Business owners in Kentucky should pay a spouse who works for the company market rates and should avoid using marital funds to pay for any business-related expenses. Failing to do either of these can result in a spouse being able to claim a larger share of the business if the couple gets a divorce.

Some business owners may want to get a prenuptial or postnuptial agreement. This can take one of several different approaches. To avoid having to valuate and divide the business in a divorce, the agreement can state that the business is separate property. However, some couples may prefer an agreement that names a percentage of the company’s value to which the other spouse is entitled. Finally, if both are owners, they may want to arrange for one to sell to the other or to even keep the business going.

Some people are hesitant to raise the issue of prenuptial or postnuptial agreements, but a business can also be established as not to be divided in a divorce in the organizing documents. With either type of agreement, keeping good records of cash, other transactions, funding sources and expenses is important.
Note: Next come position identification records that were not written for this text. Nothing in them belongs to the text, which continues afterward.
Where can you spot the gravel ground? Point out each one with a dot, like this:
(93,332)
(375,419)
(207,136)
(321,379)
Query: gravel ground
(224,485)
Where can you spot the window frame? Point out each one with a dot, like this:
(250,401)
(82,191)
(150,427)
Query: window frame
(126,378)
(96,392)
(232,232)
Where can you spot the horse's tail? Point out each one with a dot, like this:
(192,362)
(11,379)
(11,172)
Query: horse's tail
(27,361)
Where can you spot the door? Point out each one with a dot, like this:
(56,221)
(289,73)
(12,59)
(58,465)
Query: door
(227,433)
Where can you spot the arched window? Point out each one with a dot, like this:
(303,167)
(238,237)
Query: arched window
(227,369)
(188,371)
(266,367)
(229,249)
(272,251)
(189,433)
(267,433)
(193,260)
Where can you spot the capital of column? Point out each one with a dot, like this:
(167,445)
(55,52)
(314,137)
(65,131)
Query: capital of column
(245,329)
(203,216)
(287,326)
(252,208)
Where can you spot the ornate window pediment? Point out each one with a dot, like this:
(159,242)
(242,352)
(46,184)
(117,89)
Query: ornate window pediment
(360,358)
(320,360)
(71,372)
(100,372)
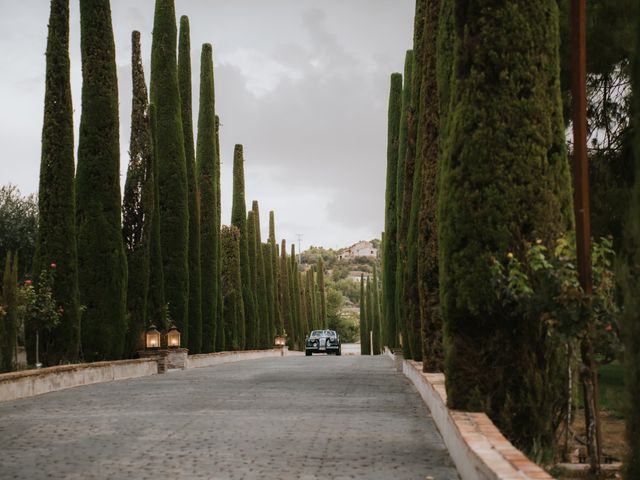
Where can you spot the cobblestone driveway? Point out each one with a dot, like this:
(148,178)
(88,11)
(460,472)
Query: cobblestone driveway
(289,418)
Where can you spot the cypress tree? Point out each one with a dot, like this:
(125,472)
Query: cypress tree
(428,275)
(368,315)
(364,329)
(405,118)
(137,205)
(9,317)
(295,300)
(56,241)
(207,178)
(261,289)
(322,296)
(253,335)
(239,220)
(408,180)
(195,293)
(277,307)
(375,314)
(268,270)
(172,168)
(217,288)
(390,248)
(156,306)
(503,180)
(102,267)
(231,286)
(285,295)
(630,281)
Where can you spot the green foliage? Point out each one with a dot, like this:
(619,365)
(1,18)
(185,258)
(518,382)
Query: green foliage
(209,185)
(502,179)
(262,298)
(137,206)
(231,287)
(253,333)
(172,167)
(427,251)
(55,216)
(102,267)
(9,314)
(322,299)
(195,293)
(156,305)
(390,248)
(19,225)
(239,220)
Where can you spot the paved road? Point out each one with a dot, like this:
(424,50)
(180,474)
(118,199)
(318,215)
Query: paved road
(278,418)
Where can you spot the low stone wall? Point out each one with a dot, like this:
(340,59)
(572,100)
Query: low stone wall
(210,359)
(476,446)
(35,382)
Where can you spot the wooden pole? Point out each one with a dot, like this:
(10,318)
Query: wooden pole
(581,206)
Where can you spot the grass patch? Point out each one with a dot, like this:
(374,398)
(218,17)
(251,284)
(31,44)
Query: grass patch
(612,390)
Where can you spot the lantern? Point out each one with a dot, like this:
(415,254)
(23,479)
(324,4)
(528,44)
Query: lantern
(153,337)
(173,337)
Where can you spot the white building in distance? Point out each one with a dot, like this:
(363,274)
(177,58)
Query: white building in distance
(360,249)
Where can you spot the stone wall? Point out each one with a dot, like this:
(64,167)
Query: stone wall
(477,447)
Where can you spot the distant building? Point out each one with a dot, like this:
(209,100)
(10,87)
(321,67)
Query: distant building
(360,249)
Business owners who pay themselves a significantly lower salary than the market rate may still have spousal or child support calculated based on the market rate.

The process of property division can be complex. In addition to the complications of dividing a business, a couple may also have a home and retirement accounts. While some people prefer to sell the marital home, it is not always easy to do this immediately if the house needs major repairs or the market is weak. Pension plans and 401(k)s require a document called a qualified domestic relations order to be divided. People should also be aware of any tax implications of selling or dividing assets.